Patents vs. Trade Secret: Which is Right for You?

An Article in Schott, P.C.’s IP Law For Start-ups Series
By Stephen B. Schott

Patents prevent others from using your idea in exchange for you sharing that idea publicly. Trade secrets reward you for keeping your idea secret from others. So interestingly, the legal protection for each originates from different sources: open disclosure (patents) vs. secrecy (trade secrets).

You may face a decision about which one is right for you.


What is the Legal Right?

A patent is a government license to exclude others from making, using, or selling an invention for a set period.

A trade secret is:

  • information, including a formula, pattern, compilation, program, device, method, technique, or process,
  • that derives independent economic value, actual or potential, from not being generally known to or readily ascertainable through appropriate means by other persons who might obtain economic value from its disclosure or use; and
  • is the subject of efforts that are reasonable under the circumstances to maintain its secrecy.

Considerations When Deciding Between Patents and Trade Secrets

Because trade secrets can be reverse-engineered or disclosed, patents provide a more reliable form of protection.

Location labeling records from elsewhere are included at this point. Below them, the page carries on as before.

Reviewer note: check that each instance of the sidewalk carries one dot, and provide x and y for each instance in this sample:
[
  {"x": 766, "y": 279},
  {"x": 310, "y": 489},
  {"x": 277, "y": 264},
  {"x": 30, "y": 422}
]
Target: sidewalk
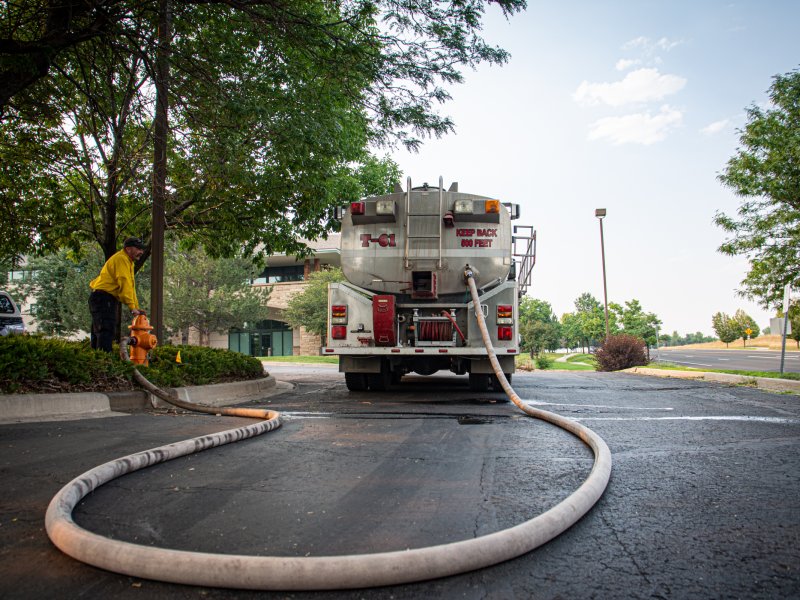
[
  {"x": 765, "y": 383},
  {"x": 20, "y": 408}
]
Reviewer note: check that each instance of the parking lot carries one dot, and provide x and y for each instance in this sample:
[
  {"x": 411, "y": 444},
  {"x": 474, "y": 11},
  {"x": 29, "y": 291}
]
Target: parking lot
[{"x": 703, "y": 499}]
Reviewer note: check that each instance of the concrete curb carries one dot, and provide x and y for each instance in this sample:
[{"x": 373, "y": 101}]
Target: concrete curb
[
  {"x": 767, "y": 383},
  {"x": 18, "y": 408}
]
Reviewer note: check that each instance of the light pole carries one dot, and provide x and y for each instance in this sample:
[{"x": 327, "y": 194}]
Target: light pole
[{"x": 600, "y": 213}]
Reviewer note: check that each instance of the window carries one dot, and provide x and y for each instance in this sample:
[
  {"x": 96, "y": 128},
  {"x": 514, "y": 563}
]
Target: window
[{"x": 280, "y": 274}]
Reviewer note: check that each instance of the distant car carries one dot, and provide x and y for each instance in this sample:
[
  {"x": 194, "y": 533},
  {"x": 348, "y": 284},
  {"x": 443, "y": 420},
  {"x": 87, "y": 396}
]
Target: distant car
[{"x": 10, "y": 317}]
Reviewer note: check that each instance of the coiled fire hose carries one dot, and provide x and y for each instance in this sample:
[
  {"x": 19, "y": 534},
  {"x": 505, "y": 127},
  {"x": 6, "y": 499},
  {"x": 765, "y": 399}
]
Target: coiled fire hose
[{"x": 312, "y": 573}]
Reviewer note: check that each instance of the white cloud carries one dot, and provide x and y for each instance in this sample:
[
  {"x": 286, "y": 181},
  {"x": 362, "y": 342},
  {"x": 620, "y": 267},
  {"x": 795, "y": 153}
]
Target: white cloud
[
  {"x": 667, "y": 44},
  {"x": 715, "y": 127},
  {"x": 639, "y": 128},
  {"x": 623, "y": 64},
  {"x": 642, "y": 85},
  {"x": 649, "y": 47},
  {"x": 640, "y": 42}
]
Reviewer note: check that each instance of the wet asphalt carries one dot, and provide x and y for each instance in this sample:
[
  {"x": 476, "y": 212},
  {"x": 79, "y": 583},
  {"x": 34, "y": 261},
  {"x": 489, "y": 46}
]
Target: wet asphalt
[{"x": 703, "y": 502}]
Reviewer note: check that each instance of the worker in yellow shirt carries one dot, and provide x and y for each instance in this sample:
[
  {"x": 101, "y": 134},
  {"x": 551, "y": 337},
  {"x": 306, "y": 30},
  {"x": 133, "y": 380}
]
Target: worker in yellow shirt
[{"x": 115, "y": 284}]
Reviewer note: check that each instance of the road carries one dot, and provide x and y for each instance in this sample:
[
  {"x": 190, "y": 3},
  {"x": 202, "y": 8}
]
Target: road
[
  {"x": 742, "y": 359},
  {"x": 703, "y": 501}
]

The best trade secrets are things like the formulas for Coca-Cola and KFC’s fried chicken recipe, which despite their known ingredients resist people’s best efforts to reproduce them.

Patents, on the other hand, provide protection in spite of an invention’s simplicity. In fact, the simple, easier-to-copy inventions are ideal for patents. The hair scrunchy (SCUNCI(R)) was easy to copy but the inventor made money because she had a patent. Patents also give a company tangible assets and the ability to market products and services as “patented.”